Ganz besonders wurde Klage geführt über die bis in die Nacht hinein dauernden öffentlichen Belustigungen, Trinkgelagen, Tanzunterhaltungen, Theatern u. dgl., wodurch nicht nur viel Geld verschwendet, sondern, was noch schlimmer ist, die Jugend dem sittlichen Verderben entgegen geführt wird.
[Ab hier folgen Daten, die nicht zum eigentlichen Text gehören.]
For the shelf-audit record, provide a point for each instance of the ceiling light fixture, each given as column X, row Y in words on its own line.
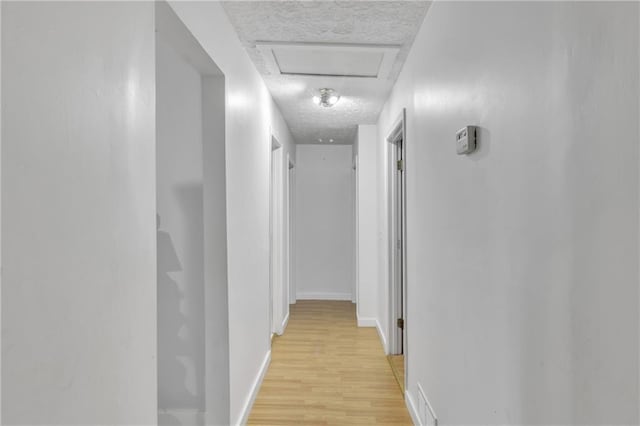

Es wird daher an die hohe Regierung die dringende Bitte gerichtet, mit der Lizenz für solche sittenverderbende, bis in die Nacht hinein dauernde Unterhaltungen sparsamer zu sein, die Polizeistunden strenger überwachen zu lassen und Übertreter der öffentlichen Ordnung strenge zu bestrafen. Wie weit die Roheit unter unserer Jugend gediehen ist, beleuchtet grell der Vorfall, der sich am Montag d. 31. morgens 3 Uhr vor dem Gasthaus z. Adler in Vaduz ereignet hat, wo die abreisenden Gutenberger Schwestern [2] in gröbster Weise belästigt worden sind. Solche Exzesse machen Schule, wen sie nicht exemplarisch bestraft werden. Es unterliegt auch keinem Zweifel, dass das, was die Genusssucht nährt, auch die Zufriedenheit und die Bürgertugenden untergräbt.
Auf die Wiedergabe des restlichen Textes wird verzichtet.